Clinical implementation of MRI-based organs-at-risk auto-segmentation with convolutional networks for prostate radiotherapy.

Radiat Oncol 2020 May 11;15(1):104. Epub 2020 May 11.

Department of Radiotherapy, Division of Imaging & Oncology, University Medical Center Utrecht, Heidelberglaan 100, Utrecht, 3508 GA, The Netherlands.

Background: Structure delineation is a necessary, yet time-consuming manual procedure in radiotherapy. Recently, convolutional neural networks have been proposed to speed-up and automatise this procedure, obtaining promising results. With the advent of magnetic resonance imaging (MRI)-guided radiotherapy, MR-based segmentation is becoming increasingly relevant. However, the majority of the studies investigated automatic contouring based on computed tomography (CT).

Purpose: In this study, we investigate the feasibility of clinical use of deep learning-based automatic OARs delineation on MRI.

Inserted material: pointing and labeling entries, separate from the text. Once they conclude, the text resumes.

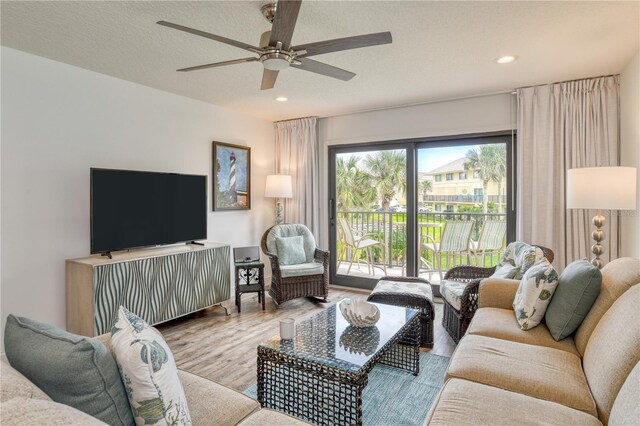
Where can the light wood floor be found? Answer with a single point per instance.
(223, 348)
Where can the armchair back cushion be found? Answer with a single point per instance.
(290, 250)
(292, 230)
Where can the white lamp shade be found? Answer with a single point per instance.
(278, 186)
(606, 188)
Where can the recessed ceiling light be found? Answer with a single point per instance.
(506, 59)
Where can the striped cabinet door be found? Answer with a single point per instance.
(161, 288)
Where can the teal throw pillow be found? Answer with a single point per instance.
(291, 250)
(73, 370)
(577, 290)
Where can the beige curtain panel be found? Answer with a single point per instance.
(565, 126)
(297, 156)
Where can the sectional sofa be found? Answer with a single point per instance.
(22, 403)
(500, 374)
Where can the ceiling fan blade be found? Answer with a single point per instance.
(268, 79)
(221, 39)
(219, 64)
(284, 22)
(347, 43)
(324, 69)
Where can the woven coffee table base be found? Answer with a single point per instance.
(321, 393)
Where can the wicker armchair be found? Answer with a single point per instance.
(456, 321)
(308, 279)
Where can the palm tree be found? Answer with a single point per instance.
(353, 185)
(490, 163)
(387, 170)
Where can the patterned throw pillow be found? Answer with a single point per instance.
(291, 250)
(149, 372)
(519, 256)
(534, 293)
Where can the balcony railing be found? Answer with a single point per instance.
(391, 229)
(476, 199)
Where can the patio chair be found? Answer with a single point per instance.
(454, 241)
(298, 267)
(461, 283)
(491, 239)
(358, 243)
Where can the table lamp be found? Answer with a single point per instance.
(601, 188)
(278, 186)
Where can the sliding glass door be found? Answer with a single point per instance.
(418, 208)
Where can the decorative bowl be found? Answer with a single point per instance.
(359, 313)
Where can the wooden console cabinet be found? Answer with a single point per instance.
(156, 284)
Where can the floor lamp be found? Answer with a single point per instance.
(278, 186)
(601, 188)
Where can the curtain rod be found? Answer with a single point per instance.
(569, 81)
(459, 98)
(435, 101)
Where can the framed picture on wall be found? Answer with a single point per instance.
(231, 177)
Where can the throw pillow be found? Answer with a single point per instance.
(290, 250)
(149, 372)
(506, 271)
(578, 288)
(521, 256)
(73, 370)
(534, 293)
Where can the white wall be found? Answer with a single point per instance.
(630, 150)
(458, 117)
(57, 122)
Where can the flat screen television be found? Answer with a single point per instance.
(131, 209)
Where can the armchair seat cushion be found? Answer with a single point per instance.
(301, 270)
(501, 324)
(451, 291)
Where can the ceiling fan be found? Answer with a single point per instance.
(276, 52)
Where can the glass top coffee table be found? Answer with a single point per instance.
(320, 374)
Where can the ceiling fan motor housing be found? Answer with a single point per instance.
(273, 58)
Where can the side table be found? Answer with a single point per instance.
(249, 279)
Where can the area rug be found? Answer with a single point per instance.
(396, 397)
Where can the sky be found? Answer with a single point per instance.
(430, 158)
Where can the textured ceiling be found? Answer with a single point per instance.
(440, 50)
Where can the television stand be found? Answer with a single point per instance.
(158, 284)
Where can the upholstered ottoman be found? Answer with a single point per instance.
(408, 292)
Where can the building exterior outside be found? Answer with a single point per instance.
(453, 187)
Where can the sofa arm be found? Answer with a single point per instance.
(213, 404)
(497, 293)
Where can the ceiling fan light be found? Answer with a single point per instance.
(275, 64)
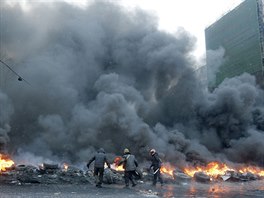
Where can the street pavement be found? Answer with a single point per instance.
(180, 190)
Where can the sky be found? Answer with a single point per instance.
(192, 15)
(105, 77)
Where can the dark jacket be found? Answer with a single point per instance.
(99, 159)
(129, 162)
(155, 161)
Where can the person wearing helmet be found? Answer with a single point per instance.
(155, 165)
(129, 164)
(99, 161)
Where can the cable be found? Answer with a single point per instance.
(20, 78)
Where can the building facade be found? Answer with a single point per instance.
(240, 34)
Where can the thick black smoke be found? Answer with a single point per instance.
(102, 76)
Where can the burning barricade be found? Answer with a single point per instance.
(52, 173)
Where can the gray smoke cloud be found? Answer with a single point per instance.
(102, 76)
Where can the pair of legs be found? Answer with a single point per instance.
(157, 176)
(98, 174)
(129, 176)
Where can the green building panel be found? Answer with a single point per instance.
(239, 34)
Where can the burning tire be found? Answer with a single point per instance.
(201, 177)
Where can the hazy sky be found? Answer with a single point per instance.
(193, 15)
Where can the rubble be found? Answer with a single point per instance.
(54, 174)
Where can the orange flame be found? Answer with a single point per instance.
(5, 162)
(212, 169)
(215, 169)
(253, 170)
(167, 169)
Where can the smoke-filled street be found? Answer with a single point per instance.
(252, 189)
(76, 79)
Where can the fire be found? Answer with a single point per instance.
(65, 166)
(212, 169)
(167, 169)
(5, 162)
(252, 169)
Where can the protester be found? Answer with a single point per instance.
(99, 161)
(156, 165)
(129, 164)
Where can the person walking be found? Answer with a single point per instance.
(155, 165)
(99, 161)
(129, 164)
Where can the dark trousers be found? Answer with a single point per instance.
(98, 174)
(157, 176)
(129, 176)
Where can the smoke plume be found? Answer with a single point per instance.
(103, 76)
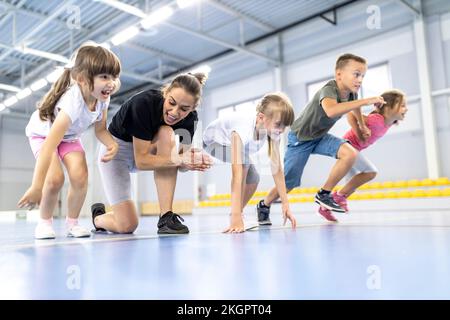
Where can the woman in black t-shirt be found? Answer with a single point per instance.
(145, 128)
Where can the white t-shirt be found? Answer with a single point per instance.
(73, 104)
(220, 130)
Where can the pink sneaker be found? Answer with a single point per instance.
(341, 201)
(324, 212)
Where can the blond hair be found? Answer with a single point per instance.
(88, 61)
(276, 103)
(343, 60)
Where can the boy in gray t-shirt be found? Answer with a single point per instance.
(309, 134)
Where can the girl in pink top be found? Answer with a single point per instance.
(378, 121)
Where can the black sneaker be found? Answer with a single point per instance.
(97, 209)
(170, 223)
(263, 214)
(326, 200)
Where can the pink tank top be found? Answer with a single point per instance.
(375, 122)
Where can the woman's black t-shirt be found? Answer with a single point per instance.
(141, 116)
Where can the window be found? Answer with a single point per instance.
(376, 81)
(248, 107)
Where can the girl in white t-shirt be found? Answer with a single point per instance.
(79, 98)
(233, 138)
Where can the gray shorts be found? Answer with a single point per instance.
(115, 174)
(223, 153)
(362, 164)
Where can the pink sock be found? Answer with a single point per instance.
(70, 222)
(341, 194)
(46, 221)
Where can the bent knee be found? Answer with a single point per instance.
(128, 227)
(346, 151)
(55, 183)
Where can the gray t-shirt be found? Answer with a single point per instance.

Materials And Methods: We included 150 patients diagnosed with prostate cancer who underwent MR-only radiotherapy. A three-dimensional (3D) T1-weighted dual spoiled gradient-recalled echo sequence was acquired with 3T MRI for the generation of the synthetic-CT. The first 48 patients were included in a feasibility study training two 3D convolutional networks called DeepMedic and dense V-net (dV-net) to segment bladder, rectum and femurs. A research version of an atlas-based software was considered for comparison. Dice similarity coefficient, 95% Hausdorff distances (HD), and mean distances were calculated against clinical delineations. For eight patients, an expert RTT scored the quality of the contouring for all the three methods. A choice among the three approaches was made, and the chosen approach was retrained on 97 patients and implemented for automatic use in the clinical workflow. For the successive 53 patients, Dice, HD and mean distances were calculated against the clinically used delineations.

Results: DeepMedic, dV-net and the atlas-based software generated contours in 60 s, 4 s and 10-15 min, respectively. Performances were higher for both the networks compared to the atlas-based software. The qualitative analysis demonstrated that delineation from DeepMedic required fewer adaptations, followed by dV-net and the atlas-based software. DeepMedic was clinically implemented. After retraining DeepMedic and testing on the successive patients, the performances slightly improved.

Conclusion: High conformality for OARs delineation was achieved with two in-house trained networks, obtaining a significant speed-up of the delineation procedure. Comparison of different approaches has been performed leading to the succesful adoption of one of the neural networks, DeepMedic, in the clinical workflow. DeepMedic maintained in a clinical setting the accuracy obtained in the feasibility study.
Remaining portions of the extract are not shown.